The professor’s absence is quickly noted, becomes for a week the favourite subject of local gossip, particularly the fact that his wife, an invalid, a woman barely seen in years, has gone with him, along with that frightening maid of hers. To veiled enquiries Yuji makes veiled replies. To Saburo’s veiled taunts he says nothing.

The season’s cold intensifies. He begins to dread the nights on the platform. There is no one now to relieve him at two a.m, no mumbled exchange before sinking down into a dreamless sleep. Miyo would take a turn if he asked her to but he cannot (those thin arms, thin legs) find it proper to make such a request. So the nights are his own, an interminable bridge of hours, of tedium, of cold.

For his duty, this first week in December, he has put on so many layers of clothing his moon-thrown shadow on the outside wall of Father’s room is large as a bear’s. He does not know what the time is — to look at his watch would mean exposing a strip of skin to the air — but he knows (his growing familiarity with stars, with grades of darkness) there are at least four or five hours before the first streaks of the dawn. Too tired even to yawn, he leans against one of the drying posts, listens to the calling of owls, and lets his gaze carry him over roofs and ghostly radio aerials to where the red eye of ‘Jintan Pills’ blinks on, blinks off, blinks on, blinks off. Why, tonight, does the sign bring such odd associations with it? Lilacs, light on silver cutlery, an arm swathed in white and yellow stripes.

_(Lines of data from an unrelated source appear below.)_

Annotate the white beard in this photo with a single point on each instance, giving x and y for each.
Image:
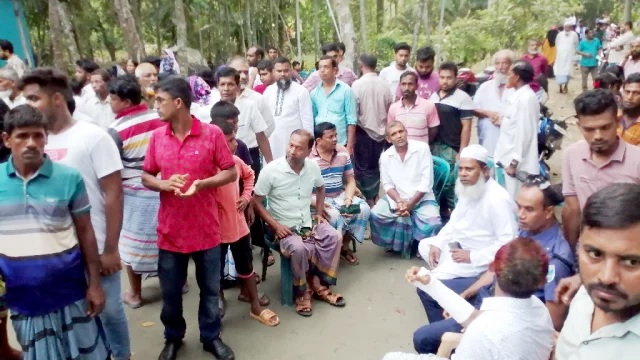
(500, 78)
(471, 192)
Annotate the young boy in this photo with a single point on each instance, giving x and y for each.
(235, 233)
(47, 245)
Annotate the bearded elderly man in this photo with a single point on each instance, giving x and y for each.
(491, 100)
(409, 210)
(484, 219)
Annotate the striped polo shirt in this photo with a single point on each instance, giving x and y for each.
(335, 171)
(40, 259)
(131, 131)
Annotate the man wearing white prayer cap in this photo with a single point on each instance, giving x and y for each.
(484, 219)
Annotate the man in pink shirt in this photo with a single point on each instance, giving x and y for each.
(600, 159)
(193, 159)
(418, 115)
(428, 80)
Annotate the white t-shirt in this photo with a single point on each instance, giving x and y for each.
(92, 152)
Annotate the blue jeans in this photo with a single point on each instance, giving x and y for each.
(172, 272)
(433, 309)
(113, 318)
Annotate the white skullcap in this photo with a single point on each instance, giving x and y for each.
(476, 152)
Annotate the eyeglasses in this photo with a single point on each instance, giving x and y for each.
(536, 180)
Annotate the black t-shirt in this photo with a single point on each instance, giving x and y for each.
(453, 108)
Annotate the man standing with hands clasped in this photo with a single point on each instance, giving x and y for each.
(193, 159)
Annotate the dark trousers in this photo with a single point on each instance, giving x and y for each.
(172, 272)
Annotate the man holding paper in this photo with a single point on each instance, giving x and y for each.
(484, 219)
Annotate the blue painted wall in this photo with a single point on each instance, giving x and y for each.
(9, 29)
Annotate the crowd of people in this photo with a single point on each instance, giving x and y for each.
(138, 167)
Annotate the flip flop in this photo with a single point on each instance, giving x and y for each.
(130, 303)
(265, 316)
(263, 299)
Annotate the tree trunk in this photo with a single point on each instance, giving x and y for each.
(56, 36)
(67, 30)
(180, 20)
(347, 30)
(133, 40)
(416, 27)
(379, 15)
(363, 25)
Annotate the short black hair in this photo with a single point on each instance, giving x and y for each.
(104, 74)
(306, 133)
(6, 45)
(177, 87)
(89, 66)
(425, 54)
(401, 46)
(369, 60)
(228, 71)
(409, 73)
(24, 116)
(614, 207)
(523, 70)
(318, 130)
(449, 66)
(126, 87)
(208, 76)
(265, 64)
(223, 111)
(284, 60)
(632, 79)
(595, 102)
(259, 51)
(329, 47)
(334, 62)
(49, 79)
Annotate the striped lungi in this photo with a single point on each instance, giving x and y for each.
(397, 233)
(61, 335)
(139, 235)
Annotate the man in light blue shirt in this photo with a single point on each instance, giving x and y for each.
(333, 101)
(589, 48)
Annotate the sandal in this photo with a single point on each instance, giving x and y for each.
(126, 298)
(303, 304)
(266, 317)
(349, 257)
(324, 294)
(263, 299)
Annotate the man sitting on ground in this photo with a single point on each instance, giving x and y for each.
(536, 207)
(409, 210)
(346, 212)
(483, 220)
(313, 247)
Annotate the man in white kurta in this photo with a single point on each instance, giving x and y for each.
(290, 105)
(566, 44)
(517, 147)
(484, 219)
(491, 100)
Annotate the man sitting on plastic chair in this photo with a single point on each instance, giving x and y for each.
(484, 219)
(313, 247)
(344, 211)
(409, 210)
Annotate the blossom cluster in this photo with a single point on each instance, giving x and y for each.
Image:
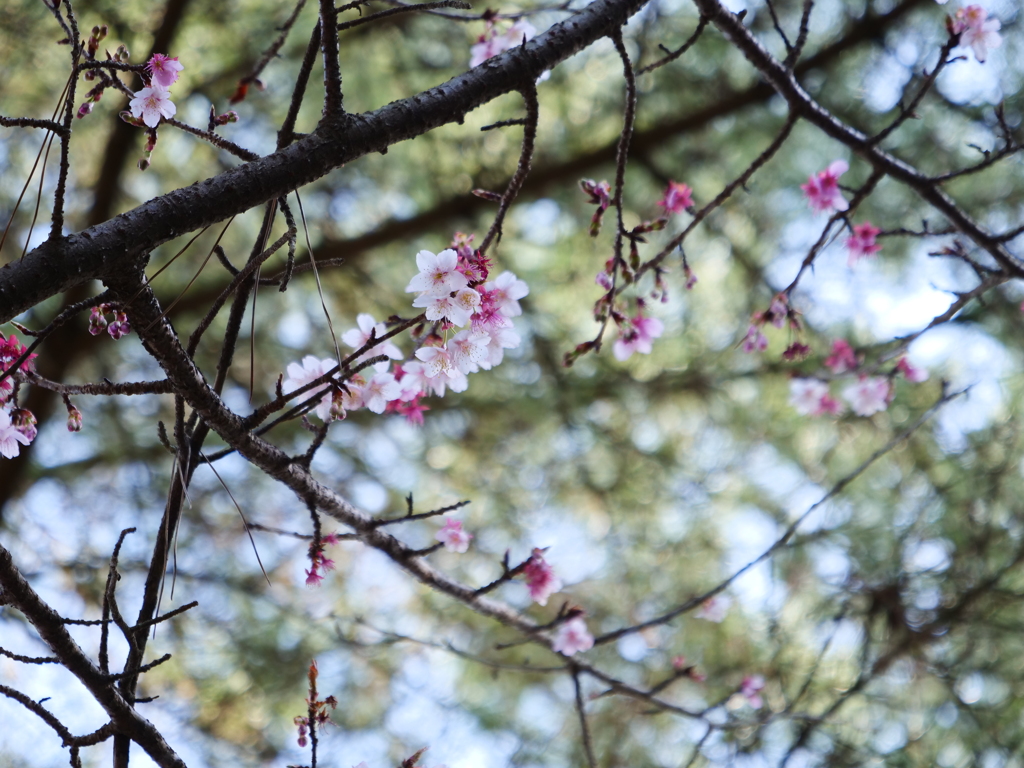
(865, 396)
(452, 289)
(153, 103)
(636, 333)
(977, 30)
(117, 328)
(320, 563)
(17, 425)
(491, 43)
(317, 709)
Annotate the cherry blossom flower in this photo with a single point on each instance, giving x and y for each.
(457, 309)
(356, 338)
(541, 579)
(822, 188)
(869, 395)
(453, 537)
(486, 48)
(778, 310)
(438, 275)
(978, 32)
(379, 391)
(119, 327)
(637, 335)
(439, 371)
(25, 422)
(572, 637)
(861, 243)
(469, 350)
(298, 376)
(912, 373)
(96, 321)
(755, 341)
(10, 436)
(10, 350)
(750, 689)
(806, 395)
(714, 609)
(842, 358)
(677, 198)
(152, 104)
(505, 293)
(164, 70)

He peers into the Kitamura garden, his eyes picking between the shadows, then goes on stiff legs to his room and starts, with only moonlight to help him, to search for the jacket he last wore that day of high summer in the Azabu Hills. He finds it between two others, hanging from the beading, then finds, in the left-hand pocket, the half-dozen little pills Dick Amazawa dropped there. He puts one on his tongue, hesitates, then adds another. All he has to wash them down with is a mouthful of the Korean brandy he keeps in a corner of the platform to stave off the worst of the cold. He drinks, swallows, shudders, resumes his watch.

After fifteen minutes the blood directly under the surface of his skin begins to simmer. Ten minutes after that he is grinding his teeth and shuffling restlessly across the slats of the platform deck. Should he have taken just one of the pills? A half? Too late now. If he has poisoned himself, then this is how he will end, a heap of clothes in which a man is hidden, his face to the stars. He rocks on the balls of his feet, observes, with some fascination, the mist of his own breath as it trails past his cheek. The night is ticking like a clock. The moon gives off a hiss of distant burning. The desire to lie down, to sleep, has been replaced by an equally urgent desire to explain himself to someone, to justify, to lay out his life in a great flood of words . . Should he wake Miyo? Is it time for another pill? One more pill and his body might be shocked into poetry! He might even understand what Amazawa wants for the Unit, what Ishihara’s vision of the future is. Death as a religion? Violent death?